Police investigating the disappearance of British toddler Ben Needham 32 years ago have confirmed they are "looking into" the discovery of a child's body in a river in Germany.
Ben, from Sheffield, was 21 months old when he went missing while playing outside a farmhouse on the Greek island of Kos in July 1991.
Despite one of the biggest missing person investigations in the history of South Yorkshire Police and numerous leads, he has never been found.

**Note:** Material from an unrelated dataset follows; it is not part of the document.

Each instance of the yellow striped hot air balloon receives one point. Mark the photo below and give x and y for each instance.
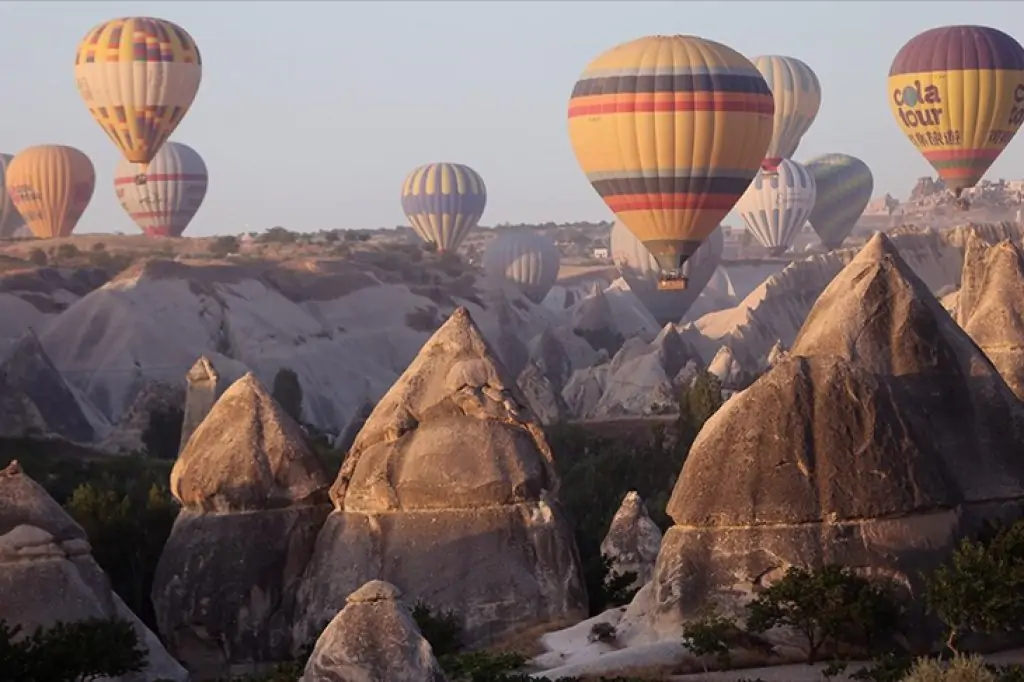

Ben’s mother Kerry, 51, said she alerted the force to a possible new lead after international police organisation Interpol issued an appeal to identify a child’s body found in the River Danube.
Ben's mother Kerry Needham speaks to ITV News
The body was found in May last year weighed down with a flagstone slab and wrapped in foil. It is not known how long he had been in the water.
Interpol DNA experts said they do not believe the boy is German.
Kerry said: "We just try to keep a very open mind, every lead has to be investigated. We're still looking at other leads that people send in - we get information near enough on a daily basis, people saying that they think they've seen Ben as a child or a grown-up, so we are constantly busy in the background."
Ben's family were on holiday when he disappeared on 24 July 1991.
In the following years, his family travelled all over Europe following up leads, including claims he had been taken from the island by a Greek family.
The theory he had been kidnapped was eventually quashed by South Yorkshire Police, who had secured a Home Office grant to try to solve the case.
Government intervention allowed two excavations of the farmhouse on Kos, in 2012 and 2016, but no physical trace of Ben was found. A scrap of leather sandal and a toy car, thought to belong to Ben, were discovered, but police found no trace of his DNA.
In 2016 detectives said it was their professional belief Ben had died on the day he went missing - killed in an accident with a digger driven by a local man close to the farmhouse, which lies beside a narrow single-lane track in remote part of Kos.
The family of the man, Konstantinos Barkas, who died in 2015, vehemently refuted the allegation that he was involved.
Kerry said she would never give up hope of finding her son or discovering what happened to him, but every new lead brings with it fresh trauma.
She said: "My anxiety is through the roof at the minute, and I suppose there are a lot of families out there who are going through the same as us. I try not to let my hopes get built up because it's just so traumatic.
"It is still raw, even just talking about it, it is still very raw. People think it tends to get easier as the years go on but it doesn't, it actually gets more difficult because you're struggling to follow up information. We get emails every day from people thinking that they saw Ben when he was a child and 32 years later, how do you follow that up?
"It doesn't matter what it takes how, much it takes out of me, I will continue to do what I have to do until I find the truth of what happened, or I find Ben himself."
As part of their appeal, Interpol have produced an image of what the boy found dead in Germany may have looked like.
South Yorkshire Police confirmed they were aware of the reports from Germany.
In a statement, the force said: “We are aware of reports of a body being found in Germany. We are looking into the reports and at this time, we do not have any further update to provide.”
A statement from Interpol said: “The boy is thought to be aged between five and six. He was approximately 110 cm tall and 15kg, with brown hair and blood type 0.
“The results of investigations indicate that he likely spent time outside of Germany.”